De tal maneira consolidou-se uma cultura de medo do enfrentamento do que é, na realidade, o futebol, que o que mais se assiste nele, das equipes de base aos grandes clubes, é a mesmice modorrenta de jogadores guardando posições como se fossem robôs guiados por inteligência artificial. Nada é mais punido que a transgressão dos esquemas pré-estabelecidos. É o que tem matado o futebol dos meninos e meninas talentosos nas equipes de base. Punir a transgressão é matar a galinha dos ovos de ouro do futebol. O sonho de todo marcador no futebol é o posicionamento rígido dos jogadores adversários. A transgressão do posicionamento é o inferno dos defensores. Não defendo que as regras de relacionamento entre as equipes em cada partida sejam transgredidas, pelo contrário, devem ser obedecidas. Porém, mesmo nesse caso, a transgressão persistirá. A tarefa dos árbitros seguirá árdua.

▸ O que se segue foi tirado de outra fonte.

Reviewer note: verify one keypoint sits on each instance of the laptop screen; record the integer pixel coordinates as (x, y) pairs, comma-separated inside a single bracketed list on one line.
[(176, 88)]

E então, para não me alongar muito, vamos ao fecho. Como ser coerente com as características do jogo de futebol e aprender a ousar, a transgredir, a ajustar-se ao que o futebol realmente é? Comecemos pelo fato de que os jogadores de uma equipe deveriam ser os mais diferentes possíveis uns dos outros. Uma boa equipe não é formada de jogadores com o mesmo comportamento, mesma habilidade, mesmo tamanho, mesma personalidade. Pelo contrário, quanto mais diferentes uns dos outros, maiores as possibilidades de um conjunto harmonioso que saiba lidar com a imprevisibilidade e a transgressão aos padrões. Pensemos na questão da imprevisibilidade. Vamos considerar uma equipe de futebol como uma pequena sociedade. Trata-se de uma sociedade que, por menor que seja, tem uma estrutura extremamente complexa. E, pela dinâmica do jogo, a surpresa será sempre a regra. Surpresa significa novidade. Os jogadores terão que aprender a conviver com o novo, o inusitado. Que não esperem que as coisas se repitam. Que não treinem para lidar com rotinas, com o igual. Porém, só há uma saída para isso. Precisam aprender a produzir autonomia e criatividade. Algo que não acontecerá se a autoestima dos jogadores estiver baixa. Tarefa número um dos treinadores, portanto: elevar a autoestima dos jogadores. Algo que precisará ser feito durante os treinamentos, durante conversas informais, durante as refeições, no vestiário, nas entrevistas e durante e após os jogos, entre outras situações possíveis. Autoestima é a palavra-chave do sucesso.